ULAMA AS-SALAF DALAM RASA TAKUT DAN
MENGINGAT ALLAH
Sebelum kisahnya saya jelaskan dulu apasih salaf?
Definisi Salaf (السَّلَفُ)
Menurut bahasa (etimologi), Salaf ( اَلسَّلَفُ ) artinya yang terdahulu (nenek moyang), yang lebih tua dan lebih utama.[1] Salaf berarti para pendahulu. Jika dikatakan (سَلَفُ الرَّجُلِ) salaf seseorang, maksudnya kedua orang tua yang telah mendahuluinya.[2]
Menurut istilah (terminologi), kata Salaf berarti generasi pertama dan terbaik dari ummat (Islam) ini, yang terdiri dari para Sahabat, Tabi’in, Tabi’ut Tabi’in dan para Imam pembawa petunjuk pada tiga kurun (generasi/masa) pertama yang dimuliakan oleh Allah Subhanahu wa Ta’ala, sebagaimana sabda Rasulullah Shallallahu ‘alaihi wa sallam :
خَيْرُ النَّاسِ قَرْنِيْ ثُمَّ الَّذِيْنَ يَلُوْنَهُمْ ثُمَّ الَّذِيْنَ يَلُوْنَهُمْ.
“Sebaik-baik manusia adalah pada masaku ini (yaitu masa para Sahabat), kemudian yang sesudahnya (masa Tabi’in), kemudian yang sesudahnya (masa Tabi’ut Tabi’in).”[3]

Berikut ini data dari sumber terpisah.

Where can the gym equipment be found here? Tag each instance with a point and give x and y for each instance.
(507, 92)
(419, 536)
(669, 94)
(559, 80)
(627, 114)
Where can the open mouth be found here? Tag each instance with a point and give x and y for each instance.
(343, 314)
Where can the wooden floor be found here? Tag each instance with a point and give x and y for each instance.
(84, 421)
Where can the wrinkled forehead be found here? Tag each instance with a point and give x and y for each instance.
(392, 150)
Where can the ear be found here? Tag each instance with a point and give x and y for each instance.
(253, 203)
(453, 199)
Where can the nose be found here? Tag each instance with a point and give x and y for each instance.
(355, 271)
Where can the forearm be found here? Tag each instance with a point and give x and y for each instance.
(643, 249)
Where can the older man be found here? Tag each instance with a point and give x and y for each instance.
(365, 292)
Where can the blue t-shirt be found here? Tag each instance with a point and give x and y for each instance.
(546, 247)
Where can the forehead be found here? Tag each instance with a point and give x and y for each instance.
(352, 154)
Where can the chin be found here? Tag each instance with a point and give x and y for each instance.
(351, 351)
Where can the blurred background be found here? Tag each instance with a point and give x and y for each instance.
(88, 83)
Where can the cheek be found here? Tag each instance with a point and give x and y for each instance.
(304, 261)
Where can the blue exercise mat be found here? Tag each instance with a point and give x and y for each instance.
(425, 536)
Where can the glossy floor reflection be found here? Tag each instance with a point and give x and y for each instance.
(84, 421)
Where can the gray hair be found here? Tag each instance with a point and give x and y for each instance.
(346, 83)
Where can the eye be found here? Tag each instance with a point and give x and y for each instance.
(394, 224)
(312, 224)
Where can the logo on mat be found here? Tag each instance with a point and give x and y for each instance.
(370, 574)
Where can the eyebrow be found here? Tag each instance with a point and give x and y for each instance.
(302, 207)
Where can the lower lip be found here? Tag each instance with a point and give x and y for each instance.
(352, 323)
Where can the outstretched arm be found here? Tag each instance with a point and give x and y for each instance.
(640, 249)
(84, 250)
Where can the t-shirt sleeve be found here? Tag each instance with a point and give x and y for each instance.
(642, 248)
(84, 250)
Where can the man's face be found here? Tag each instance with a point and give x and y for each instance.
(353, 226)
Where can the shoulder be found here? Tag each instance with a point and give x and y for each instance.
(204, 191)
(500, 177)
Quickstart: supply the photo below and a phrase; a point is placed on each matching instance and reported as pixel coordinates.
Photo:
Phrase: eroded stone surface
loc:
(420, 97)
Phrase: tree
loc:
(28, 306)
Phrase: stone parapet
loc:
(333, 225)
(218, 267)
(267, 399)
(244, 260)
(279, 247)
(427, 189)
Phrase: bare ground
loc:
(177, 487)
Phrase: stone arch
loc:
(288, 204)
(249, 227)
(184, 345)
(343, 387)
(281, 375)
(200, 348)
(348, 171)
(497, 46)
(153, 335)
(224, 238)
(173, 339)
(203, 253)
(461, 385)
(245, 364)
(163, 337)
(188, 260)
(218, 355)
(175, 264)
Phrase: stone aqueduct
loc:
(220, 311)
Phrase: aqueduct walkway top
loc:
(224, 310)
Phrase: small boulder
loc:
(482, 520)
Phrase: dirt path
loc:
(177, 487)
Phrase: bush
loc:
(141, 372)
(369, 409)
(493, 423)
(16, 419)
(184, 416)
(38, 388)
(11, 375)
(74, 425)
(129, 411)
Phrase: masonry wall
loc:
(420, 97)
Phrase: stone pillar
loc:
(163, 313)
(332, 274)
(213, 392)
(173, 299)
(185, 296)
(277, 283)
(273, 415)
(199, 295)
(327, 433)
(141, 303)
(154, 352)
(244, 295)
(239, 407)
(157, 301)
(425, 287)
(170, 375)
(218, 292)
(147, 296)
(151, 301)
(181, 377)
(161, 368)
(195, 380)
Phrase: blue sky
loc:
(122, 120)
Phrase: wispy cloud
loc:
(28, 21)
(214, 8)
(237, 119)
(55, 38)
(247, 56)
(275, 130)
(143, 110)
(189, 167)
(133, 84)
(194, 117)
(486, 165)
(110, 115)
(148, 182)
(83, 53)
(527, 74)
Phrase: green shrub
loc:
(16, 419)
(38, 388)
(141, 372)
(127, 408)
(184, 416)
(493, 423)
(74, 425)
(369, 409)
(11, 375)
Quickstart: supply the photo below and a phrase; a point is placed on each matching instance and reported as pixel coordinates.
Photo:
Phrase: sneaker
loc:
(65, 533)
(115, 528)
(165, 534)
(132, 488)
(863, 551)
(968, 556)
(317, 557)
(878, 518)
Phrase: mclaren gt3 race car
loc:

Menurut al-Qalsyani: “Salafush Shalih adalah generasi pertama dari ummat ini yang pemahaman ilmunya sangat dalam, yang mengikuti petunjuk Nabi Shallallahu ‘alaihi wa sallam dan menjaga Sunnahnya. Allah memilih mereka untuk menemani Nabi-Nya Shallallahu ‘alaihi wa sallamdan menegak-kan agama-Nya…”[4]
Syaikh Mahmud Ahmad Khafaji berkata di dalam kitabnya, al-‘Aqiidatul Islamiyyah bainas Salafiyyah wal Mu’tazilah: “Penetapan istilah Salaf tidak cukup dengan hanya dibatasi waktu saja, bahkan harus sesuai dengan Al-Qur-an dan As-Sunnah menurut pemahaman Salafush Shalih (tentang ‘aqidah, manhaj, akhlaq dan suluk-pent.). Barangsiapa yang pendapatnya sesuai dengan Al-Qur-an dan As-Sunnah mengenai ‘aqidah, hukum dan suluknya menurut pemahaman Salaf, maka ia disebut Salafi meskipun tempatnya jauh dan berbeda masanya. Sebaliknya, barangsiapa pendapatnya menyalahi Al-Qur-an dan As-Sunnah, maka ia bukan seorang Salafi meskipun ia hidup pada zaman Sahabat, Ta-bi’in dan Tabi’ut Tabi’in.[5]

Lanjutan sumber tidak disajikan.